‘Euphoria’ Review: Death Wishes – The New York Times
With a few tweaks, “Euphoria” — a mopey tale of suicide and sisterhood — would make a pretty good horror movie. As it is, this English-language debut from the Swedish director Lisa Langseth wastes its skin-crawling setup on an extended wallow in resentment and reconciliation.
The pair doing the wallowing are estranged sisters, Emilie and Ines (Eva Green and Alicia Vikander), who have embarked on a luxury vacation at a remote woodland retreat — a destination chosen by Emilie and kept secret from Ines. So when it’s revealed that the facility provides its sickeningly wealthy guests with their ideal death experience, Ines is understandably perturbed.
There’s more to the movie than curated expiration, but that’s the only spoiler you’re getting from me.
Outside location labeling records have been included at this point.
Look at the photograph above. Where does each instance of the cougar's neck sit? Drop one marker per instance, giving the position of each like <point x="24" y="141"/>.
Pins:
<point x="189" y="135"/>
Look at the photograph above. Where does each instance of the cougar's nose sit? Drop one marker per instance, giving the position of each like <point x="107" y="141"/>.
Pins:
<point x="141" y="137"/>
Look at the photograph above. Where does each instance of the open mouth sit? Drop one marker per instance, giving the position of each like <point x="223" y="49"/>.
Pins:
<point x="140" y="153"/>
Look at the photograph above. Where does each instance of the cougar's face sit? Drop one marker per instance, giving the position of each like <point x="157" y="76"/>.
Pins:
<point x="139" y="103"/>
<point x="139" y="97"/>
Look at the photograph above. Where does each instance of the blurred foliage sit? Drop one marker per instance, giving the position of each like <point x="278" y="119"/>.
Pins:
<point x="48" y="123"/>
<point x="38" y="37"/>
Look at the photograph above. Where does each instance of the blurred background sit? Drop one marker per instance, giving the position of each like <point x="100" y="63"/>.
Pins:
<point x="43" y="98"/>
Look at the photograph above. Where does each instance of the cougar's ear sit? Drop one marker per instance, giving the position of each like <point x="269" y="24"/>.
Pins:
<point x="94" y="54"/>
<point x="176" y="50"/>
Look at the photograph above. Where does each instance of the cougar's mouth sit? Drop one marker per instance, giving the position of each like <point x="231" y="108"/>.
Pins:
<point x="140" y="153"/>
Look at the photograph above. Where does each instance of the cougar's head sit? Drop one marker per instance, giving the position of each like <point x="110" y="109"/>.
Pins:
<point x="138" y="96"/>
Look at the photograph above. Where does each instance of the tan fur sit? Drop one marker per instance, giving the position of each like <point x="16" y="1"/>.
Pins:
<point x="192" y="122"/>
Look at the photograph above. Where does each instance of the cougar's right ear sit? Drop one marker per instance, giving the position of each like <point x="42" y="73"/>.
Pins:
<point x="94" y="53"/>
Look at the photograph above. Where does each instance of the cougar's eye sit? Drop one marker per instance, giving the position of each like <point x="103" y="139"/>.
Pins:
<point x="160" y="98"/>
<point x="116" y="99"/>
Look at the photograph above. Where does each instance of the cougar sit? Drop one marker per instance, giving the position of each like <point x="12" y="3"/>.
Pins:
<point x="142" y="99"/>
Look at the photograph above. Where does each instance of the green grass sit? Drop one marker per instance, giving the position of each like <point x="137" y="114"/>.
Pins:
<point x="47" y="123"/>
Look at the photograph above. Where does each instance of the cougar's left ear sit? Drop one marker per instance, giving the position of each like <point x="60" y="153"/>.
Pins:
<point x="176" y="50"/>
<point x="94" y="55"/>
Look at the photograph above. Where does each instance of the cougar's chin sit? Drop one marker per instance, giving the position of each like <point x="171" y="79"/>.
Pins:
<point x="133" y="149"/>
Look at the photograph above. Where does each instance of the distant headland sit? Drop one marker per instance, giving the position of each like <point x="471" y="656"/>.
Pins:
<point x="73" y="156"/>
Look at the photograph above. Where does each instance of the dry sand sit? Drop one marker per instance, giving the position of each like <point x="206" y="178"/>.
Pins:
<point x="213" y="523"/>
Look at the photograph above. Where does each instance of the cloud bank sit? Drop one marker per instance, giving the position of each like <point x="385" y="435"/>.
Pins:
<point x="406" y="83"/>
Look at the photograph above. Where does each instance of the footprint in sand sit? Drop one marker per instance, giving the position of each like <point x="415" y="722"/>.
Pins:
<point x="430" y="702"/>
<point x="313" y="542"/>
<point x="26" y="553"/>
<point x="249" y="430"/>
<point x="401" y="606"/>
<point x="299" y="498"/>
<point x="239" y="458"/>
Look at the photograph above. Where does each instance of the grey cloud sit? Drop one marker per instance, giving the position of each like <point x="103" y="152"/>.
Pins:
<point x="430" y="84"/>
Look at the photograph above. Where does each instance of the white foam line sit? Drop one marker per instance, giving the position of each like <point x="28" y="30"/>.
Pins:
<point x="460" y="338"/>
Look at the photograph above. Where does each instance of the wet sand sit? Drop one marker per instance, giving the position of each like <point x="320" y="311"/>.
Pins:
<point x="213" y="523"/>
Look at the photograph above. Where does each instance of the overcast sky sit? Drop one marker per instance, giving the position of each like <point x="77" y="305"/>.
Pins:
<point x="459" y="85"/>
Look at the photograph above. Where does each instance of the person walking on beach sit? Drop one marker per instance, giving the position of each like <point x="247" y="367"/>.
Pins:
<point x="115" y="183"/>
Suffice to say that, instead of exploiting her story’s cultlike setting and creepily original details — like the tech specialist who cleans up and embellishes internet legacies before guests check out for good — Langseth mires us in the sisters’ unresolved childhood issues.
There’s dark fun to be had with this bucolic haven of serene lakes and designer demise, this slaughterhouse photographed in summer-vacation colors. Yet the movie’s despondent tone and sibling sniping effectively douse its warmer moments and the actors’ innate charisma. Anyone who has seen Green set the TV screen ablaze on Showtime’s wonderful supernatural drama, “Penny Dreadful,” will be saddened to see her strain to bring Emilie’s wan personality into focus.
Notwithstanding a lively turn from Charles Dance as a chatty brain-tumor sufferer and a perfect Charlotte Rampling as a tranquil guide to oblivion, “Euphoria” gives up the ghost well before either of its unhappy heroines.
Rated R for non-sexy nudity and a needlessly lengthy final exit. Running time: 1 hour 44 minutes.